Hij lijkt sinds mensenheugenis te bestaan: Pipo de clown. De iconische figuur verscheen nagenoeg 60 jaar geleden voor het eerst op de televisie. Er werden tot 1980 nieuwe afleveringen gemaakt, grotendeels met Cor Witsche in de iconische rol, maar dat betekende niet het einde van de figuur. Aan het begin van deze eeuw verscheen een speelfilm, en tevens verscheen er een musical. Sinds vorig jaar is de clown weer helemaal terug: met nieuwe televisieavonturen, én een nieuwe musical, waarin de cast van de tv-afleveringen weer hun inmiddels vertrouwde rollen speelt.

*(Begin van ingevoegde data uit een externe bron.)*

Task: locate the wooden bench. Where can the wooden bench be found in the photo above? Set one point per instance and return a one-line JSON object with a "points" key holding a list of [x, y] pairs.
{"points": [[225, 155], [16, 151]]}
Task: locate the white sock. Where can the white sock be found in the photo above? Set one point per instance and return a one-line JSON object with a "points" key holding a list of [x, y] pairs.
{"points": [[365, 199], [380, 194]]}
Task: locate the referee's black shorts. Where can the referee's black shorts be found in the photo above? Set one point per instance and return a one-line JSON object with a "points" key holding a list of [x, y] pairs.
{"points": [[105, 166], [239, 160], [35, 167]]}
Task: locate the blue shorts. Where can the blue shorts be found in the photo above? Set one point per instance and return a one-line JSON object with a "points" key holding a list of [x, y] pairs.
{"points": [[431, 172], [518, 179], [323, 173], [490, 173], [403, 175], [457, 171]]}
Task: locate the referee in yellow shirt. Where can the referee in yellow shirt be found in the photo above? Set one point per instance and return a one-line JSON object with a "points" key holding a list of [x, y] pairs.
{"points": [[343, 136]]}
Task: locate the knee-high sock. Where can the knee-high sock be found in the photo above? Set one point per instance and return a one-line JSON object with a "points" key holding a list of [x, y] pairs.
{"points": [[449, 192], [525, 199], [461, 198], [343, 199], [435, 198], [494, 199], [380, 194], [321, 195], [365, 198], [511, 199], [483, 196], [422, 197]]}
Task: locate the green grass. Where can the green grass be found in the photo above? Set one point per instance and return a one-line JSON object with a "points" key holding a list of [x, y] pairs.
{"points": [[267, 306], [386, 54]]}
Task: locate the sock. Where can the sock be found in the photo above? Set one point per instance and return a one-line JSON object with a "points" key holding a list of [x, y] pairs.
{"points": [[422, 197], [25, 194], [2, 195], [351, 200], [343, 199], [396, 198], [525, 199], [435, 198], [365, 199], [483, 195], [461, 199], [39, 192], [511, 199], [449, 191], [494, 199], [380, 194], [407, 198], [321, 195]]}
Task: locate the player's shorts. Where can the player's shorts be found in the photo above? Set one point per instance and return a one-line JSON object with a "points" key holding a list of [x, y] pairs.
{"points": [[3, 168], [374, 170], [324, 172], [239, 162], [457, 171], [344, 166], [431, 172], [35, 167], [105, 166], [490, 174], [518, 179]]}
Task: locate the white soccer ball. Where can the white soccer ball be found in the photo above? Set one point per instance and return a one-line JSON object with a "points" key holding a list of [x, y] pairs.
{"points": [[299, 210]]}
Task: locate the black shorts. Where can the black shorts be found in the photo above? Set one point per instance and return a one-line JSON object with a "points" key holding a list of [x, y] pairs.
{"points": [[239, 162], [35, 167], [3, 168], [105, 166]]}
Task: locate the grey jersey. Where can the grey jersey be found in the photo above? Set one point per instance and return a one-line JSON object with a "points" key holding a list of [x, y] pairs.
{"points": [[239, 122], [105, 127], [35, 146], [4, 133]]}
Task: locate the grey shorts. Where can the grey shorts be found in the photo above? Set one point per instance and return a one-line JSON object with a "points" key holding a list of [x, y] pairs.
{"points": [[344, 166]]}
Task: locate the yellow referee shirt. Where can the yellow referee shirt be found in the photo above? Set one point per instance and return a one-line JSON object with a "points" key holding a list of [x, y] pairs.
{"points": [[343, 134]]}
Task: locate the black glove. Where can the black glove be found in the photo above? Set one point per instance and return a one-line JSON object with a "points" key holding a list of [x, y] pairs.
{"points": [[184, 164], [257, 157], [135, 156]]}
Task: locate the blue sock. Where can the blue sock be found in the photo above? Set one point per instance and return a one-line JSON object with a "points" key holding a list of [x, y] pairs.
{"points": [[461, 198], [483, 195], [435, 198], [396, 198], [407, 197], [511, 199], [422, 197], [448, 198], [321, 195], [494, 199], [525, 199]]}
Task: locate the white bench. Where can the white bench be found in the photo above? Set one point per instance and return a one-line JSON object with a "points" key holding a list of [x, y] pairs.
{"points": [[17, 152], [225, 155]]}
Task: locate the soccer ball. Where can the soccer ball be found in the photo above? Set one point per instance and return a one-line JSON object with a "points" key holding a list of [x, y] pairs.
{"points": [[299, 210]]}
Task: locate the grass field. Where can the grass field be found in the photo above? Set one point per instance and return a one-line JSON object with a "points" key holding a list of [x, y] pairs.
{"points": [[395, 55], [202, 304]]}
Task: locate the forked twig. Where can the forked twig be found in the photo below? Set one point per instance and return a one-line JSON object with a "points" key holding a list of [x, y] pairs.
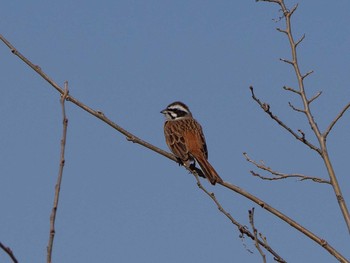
{"points": [[279, 175], [59, 177], [321, 137], [281, 123], [135, 139], [243, 229], [255, 231]]}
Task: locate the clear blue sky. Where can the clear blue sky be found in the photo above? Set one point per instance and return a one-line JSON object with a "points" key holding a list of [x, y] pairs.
{"points": [[119, 201]]}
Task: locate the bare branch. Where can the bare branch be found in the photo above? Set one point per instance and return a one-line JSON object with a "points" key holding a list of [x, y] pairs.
{"points": [[291, 89], [255, 232], [282, 124], [315, 97], [331, 125], [294, 108], [287, 61], [323, 243], [300, 40], [313, 124], [293, 9], [243, 230], [60, 175], [9, 252], [232, 187], [279, 175], [307, 74], [281, 30]]}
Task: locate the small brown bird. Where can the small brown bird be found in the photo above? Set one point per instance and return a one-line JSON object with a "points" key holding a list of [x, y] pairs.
{"points": [[185, 138]]}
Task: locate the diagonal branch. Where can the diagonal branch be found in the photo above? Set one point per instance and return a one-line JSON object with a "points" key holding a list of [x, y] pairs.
{"points": [[279, 175], [8, 252], [59, 177], [241, 228], [331, 125], [266, 108], [255, 231], [135, 139]]}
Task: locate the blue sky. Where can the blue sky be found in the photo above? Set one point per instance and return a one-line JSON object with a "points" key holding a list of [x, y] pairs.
{"points": [[130, 59]]}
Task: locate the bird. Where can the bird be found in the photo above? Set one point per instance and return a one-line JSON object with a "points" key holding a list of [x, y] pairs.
{"points": [[184, 137]]}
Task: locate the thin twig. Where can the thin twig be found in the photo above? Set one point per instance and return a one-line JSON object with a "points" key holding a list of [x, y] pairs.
{"points": [[255, 231], [331, 125], [279, 175], [291, 89], [232, 187], [59, 177], [243, 229], [295, 108], [8, 252], [321, 137], [315, 97], [281, 123], [320, 241]]}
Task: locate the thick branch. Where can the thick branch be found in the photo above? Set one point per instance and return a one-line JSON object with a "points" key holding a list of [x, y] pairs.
{"points": [[135, 139]]}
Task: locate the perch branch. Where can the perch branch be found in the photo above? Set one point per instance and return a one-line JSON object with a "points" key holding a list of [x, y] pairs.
{"points": [[59, 177], [135, 139], [321, 137]]}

In de televisieafleveringen trekt Pipo met zijn woonwagen, in het gezelschap van Mammaloe en Klukkluk steeds naar een andere plaats in Nederland om daar op te treden, met de Dikke Deur op zijn hielen. Deze circusdirecteur stelt alles in het werk Pipo terug te krijgen naar zijn circus, zodat hij kan genieten van een hoge opbrengst aan kaartverkoop, én de taartjes van Mammaloe. Uiteraard falen zijn pogingen uiteindelijk hopeloos.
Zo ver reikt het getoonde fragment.